Wed, 05 Mar 2003

City administration told to withdraw 'Dekel' funds

Bambang Nurbianto, The Jakarta Post, Jakarta

The city administration has been urged to withdraw Rp 130 billion of aid funds for 167 subdistricts amid widespread corruption by subdistrict officials and members of the subdistrict representatives (Dekel).

"What happened in Serdang subdistrict is only one of many examples of the corruption of aid funds for subdistricts," Jakarta Residents Forum (Fakta) chairman Azas Tigor Nainggolan told The Jakarta Post on Tuesday.

Tigor referred to the misuse of the Subdistrict Community Empowerment Fund (PPMK) by Agus Sugito, Dekel chairman in Serdang subdistrict, Central Jakarta who is now being detained by the police.

Sugito was accused of corrupting Rp 700 million of PPMK money, which he allegedly used to build a house for his mistress and on overseas travel.

The other irregularities include the alleged misuse of Rp 90 million by Kelapa Dua subdistrict council chief, who used the money to repair his home, and in Pluit, North Jakarta, where the money was used to repair subdistrict office buildings.

The PPMK program was launched in 2001 for only 25 subdistricts with funds totaling around Rp 2 billion. In 2002, all subdistricts received the funds, with each receiving Rp 250 million in aid per year.
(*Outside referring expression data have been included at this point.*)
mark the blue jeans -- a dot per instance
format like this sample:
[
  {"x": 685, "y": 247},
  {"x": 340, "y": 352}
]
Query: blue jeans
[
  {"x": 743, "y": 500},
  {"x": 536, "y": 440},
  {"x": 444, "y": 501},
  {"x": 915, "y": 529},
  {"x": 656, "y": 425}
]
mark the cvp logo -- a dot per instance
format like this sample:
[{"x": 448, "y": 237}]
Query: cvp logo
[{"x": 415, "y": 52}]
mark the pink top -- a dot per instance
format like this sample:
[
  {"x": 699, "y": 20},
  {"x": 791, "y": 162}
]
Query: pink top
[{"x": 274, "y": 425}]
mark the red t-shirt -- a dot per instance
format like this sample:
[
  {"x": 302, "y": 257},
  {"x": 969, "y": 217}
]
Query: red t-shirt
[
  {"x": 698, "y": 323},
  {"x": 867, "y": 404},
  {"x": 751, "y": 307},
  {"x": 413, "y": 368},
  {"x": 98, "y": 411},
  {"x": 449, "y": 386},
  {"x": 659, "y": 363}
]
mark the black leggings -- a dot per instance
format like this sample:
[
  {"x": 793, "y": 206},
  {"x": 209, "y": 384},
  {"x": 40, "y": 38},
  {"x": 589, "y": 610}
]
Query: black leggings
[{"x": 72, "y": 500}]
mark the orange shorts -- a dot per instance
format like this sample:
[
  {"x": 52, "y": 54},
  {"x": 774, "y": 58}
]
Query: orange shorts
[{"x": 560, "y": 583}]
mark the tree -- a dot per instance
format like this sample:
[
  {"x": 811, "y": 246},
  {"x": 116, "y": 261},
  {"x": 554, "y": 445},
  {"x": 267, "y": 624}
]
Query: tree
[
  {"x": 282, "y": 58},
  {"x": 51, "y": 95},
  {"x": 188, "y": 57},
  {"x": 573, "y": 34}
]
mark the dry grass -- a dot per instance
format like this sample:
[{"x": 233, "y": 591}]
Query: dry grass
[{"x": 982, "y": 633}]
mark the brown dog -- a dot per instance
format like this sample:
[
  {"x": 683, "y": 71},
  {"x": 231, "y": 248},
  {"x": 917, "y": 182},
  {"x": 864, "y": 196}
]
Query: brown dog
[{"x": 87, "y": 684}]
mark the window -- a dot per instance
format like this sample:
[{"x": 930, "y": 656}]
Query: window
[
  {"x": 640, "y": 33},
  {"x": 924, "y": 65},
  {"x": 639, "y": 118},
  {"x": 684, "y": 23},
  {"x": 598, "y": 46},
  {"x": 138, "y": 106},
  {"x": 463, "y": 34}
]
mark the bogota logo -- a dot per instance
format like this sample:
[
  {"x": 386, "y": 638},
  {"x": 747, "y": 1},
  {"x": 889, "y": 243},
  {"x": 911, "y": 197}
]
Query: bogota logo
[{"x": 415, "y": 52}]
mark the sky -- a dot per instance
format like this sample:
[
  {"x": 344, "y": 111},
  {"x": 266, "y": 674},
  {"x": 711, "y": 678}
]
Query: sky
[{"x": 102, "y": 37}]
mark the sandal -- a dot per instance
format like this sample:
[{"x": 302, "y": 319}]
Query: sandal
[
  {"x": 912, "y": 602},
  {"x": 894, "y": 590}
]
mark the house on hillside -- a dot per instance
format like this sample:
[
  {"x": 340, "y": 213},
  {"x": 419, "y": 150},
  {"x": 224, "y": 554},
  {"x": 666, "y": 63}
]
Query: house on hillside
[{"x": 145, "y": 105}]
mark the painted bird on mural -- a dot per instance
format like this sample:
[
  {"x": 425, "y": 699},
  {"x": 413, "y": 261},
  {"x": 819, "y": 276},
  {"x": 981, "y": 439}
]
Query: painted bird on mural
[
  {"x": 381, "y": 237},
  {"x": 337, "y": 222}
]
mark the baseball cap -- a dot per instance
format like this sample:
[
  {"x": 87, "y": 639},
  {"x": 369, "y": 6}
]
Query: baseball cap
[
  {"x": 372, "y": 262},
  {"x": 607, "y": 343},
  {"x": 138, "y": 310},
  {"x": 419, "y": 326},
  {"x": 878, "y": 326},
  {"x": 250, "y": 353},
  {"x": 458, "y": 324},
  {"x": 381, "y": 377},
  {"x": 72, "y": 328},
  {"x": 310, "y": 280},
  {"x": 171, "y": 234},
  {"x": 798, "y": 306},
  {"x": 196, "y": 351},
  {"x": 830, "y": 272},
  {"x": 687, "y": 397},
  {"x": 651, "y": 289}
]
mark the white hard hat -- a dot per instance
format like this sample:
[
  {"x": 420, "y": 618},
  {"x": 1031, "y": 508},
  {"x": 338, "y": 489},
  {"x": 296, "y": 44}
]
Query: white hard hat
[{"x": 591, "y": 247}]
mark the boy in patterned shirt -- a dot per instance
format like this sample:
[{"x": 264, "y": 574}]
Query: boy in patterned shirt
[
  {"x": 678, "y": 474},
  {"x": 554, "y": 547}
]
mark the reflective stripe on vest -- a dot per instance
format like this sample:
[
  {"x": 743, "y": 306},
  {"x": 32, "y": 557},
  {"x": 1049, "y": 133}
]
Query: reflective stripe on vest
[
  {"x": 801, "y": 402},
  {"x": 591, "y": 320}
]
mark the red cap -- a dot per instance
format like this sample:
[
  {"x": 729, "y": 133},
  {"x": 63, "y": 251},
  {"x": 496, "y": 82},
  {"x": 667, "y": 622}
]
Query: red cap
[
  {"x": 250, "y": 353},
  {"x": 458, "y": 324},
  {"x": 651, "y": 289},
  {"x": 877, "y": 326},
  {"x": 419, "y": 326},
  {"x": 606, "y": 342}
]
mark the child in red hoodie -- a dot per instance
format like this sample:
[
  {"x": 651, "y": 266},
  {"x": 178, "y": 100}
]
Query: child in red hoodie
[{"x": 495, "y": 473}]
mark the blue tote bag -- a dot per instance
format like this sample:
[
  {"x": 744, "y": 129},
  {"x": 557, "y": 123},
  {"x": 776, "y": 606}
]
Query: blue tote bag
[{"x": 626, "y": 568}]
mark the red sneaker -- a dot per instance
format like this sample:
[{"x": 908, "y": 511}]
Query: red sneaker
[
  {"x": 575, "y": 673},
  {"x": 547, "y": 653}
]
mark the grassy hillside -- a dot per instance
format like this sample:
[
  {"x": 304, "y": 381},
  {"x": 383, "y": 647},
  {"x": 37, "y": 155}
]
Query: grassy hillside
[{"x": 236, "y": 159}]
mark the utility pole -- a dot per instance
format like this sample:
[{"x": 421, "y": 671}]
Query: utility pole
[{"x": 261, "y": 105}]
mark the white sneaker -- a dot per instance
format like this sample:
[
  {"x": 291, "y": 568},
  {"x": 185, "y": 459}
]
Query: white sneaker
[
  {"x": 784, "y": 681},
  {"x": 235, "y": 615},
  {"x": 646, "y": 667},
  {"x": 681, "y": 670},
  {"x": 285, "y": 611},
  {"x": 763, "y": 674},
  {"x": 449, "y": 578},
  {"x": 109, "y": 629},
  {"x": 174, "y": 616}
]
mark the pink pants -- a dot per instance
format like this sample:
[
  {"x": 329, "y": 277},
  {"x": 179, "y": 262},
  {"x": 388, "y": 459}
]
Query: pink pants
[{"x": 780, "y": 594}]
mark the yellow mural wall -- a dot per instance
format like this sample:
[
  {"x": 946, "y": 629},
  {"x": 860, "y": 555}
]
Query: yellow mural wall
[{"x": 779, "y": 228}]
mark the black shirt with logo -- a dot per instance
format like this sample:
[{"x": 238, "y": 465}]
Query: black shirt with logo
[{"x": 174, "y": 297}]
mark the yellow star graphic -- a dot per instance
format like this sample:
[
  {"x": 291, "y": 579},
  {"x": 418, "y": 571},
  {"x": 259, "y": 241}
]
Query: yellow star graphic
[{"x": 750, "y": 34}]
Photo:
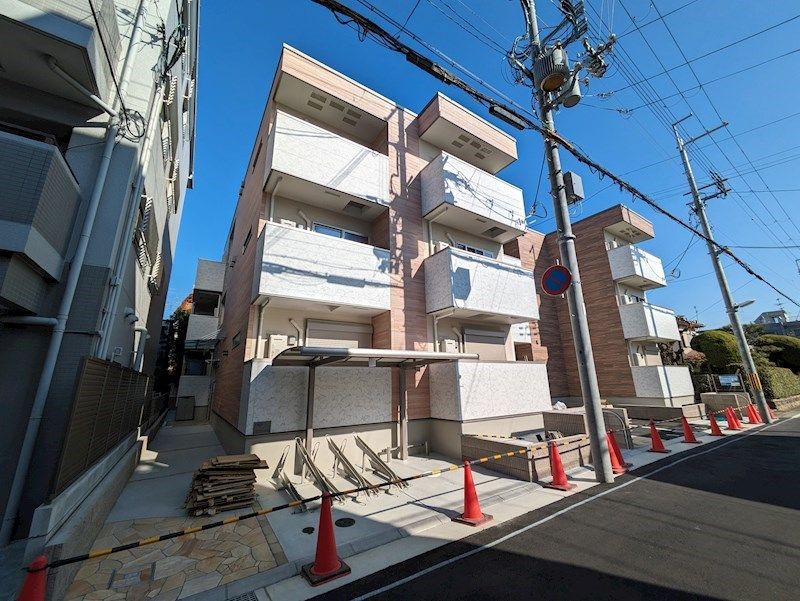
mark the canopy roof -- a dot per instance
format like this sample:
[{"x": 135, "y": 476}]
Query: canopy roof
[{"x": 313, "y": 356}]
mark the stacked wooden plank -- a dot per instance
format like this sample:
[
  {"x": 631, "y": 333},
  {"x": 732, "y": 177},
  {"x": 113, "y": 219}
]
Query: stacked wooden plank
[{"x": 223, "y": 483}]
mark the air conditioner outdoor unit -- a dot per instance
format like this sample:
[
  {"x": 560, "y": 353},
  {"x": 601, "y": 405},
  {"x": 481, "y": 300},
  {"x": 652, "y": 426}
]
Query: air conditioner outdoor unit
[{"x": 276, "y": 344}]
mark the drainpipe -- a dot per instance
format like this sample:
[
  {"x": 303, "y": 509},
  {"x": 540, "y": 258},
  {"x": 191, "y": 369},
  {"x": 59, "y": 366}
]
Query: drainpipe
[
  {"x": 436, "y": 319},
  {"x": 138, "y": 359},
  {"x": 125, "y": 251},
  {"x": 272, "y": 198},
  {"x": 46, "y": 377},
  {"x": 441, "y": 212},
  {"x": 304, "y": 218},
  {"x": 299, "y": 332}
]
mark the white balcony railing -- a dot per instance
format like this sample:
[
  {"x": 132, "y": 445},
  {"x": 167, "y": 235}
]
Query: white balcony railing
[
  {"x": 643, "y": 321},
  {"x": 465, "y": 390},
  {"x": 478, "y": 202},
  {"x": 662, "y": 381},
  {"x": 302, "y": 150},
  {"x": 632, "y": 266},
  {"x": 301, "y": 265},
  {"x": 471, "y": 285}
]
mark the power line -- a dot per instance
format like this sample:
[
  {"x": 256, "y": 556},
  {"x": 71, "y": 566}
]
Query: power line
[{"x": 522, "y": 122}]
In 2003, the amount of money was increased to Rp 500 million per subdistrict, although there were many reports about the misuse of the money by subdistrict representatives.

Similar calls came from Tubagus Haryo Karbiyanto, the head of urban affairs division at the Jakarta Legal Aid Institute (LBH). He stressed the need to stop the program temporarily until the city administration found a better mechanism to disburse money to the poor in the subdistricts.

He shared Tigor's idea that unspent money be withdrawn while the distributed funds were audited.

Tubagus said the program was ridden with corruption as disbursement of the money by Dekel was not transparent in that only Dekel members and officials in the subdistricts knew how the money was spent or otherwise.

Meanwhile, Governor Sutiyoso said he would go ahead with the aid program, saying that in general the money was useful to the poor as it was used to improve small businesses.

"I will not stop the program only because of one or two irregularities," Sutiyoso said, asking the people to take part in supervising the use of the aid funds.

Tigor, however, stressed the need to withdraw and temporarily stop the aid program. He said a transparent evaluation was needed to see whether the program was effective in empowering the poor.

Tigor said that by withdrawing all the money from the subdistricts, the city administration would know whether the money was used properly or not by the Dekel members.

"Based on my observations, I can say that the majority of the money did not reach the poor people as it is was only distributed among the elite of the subdistricts or among the families of Dekel members."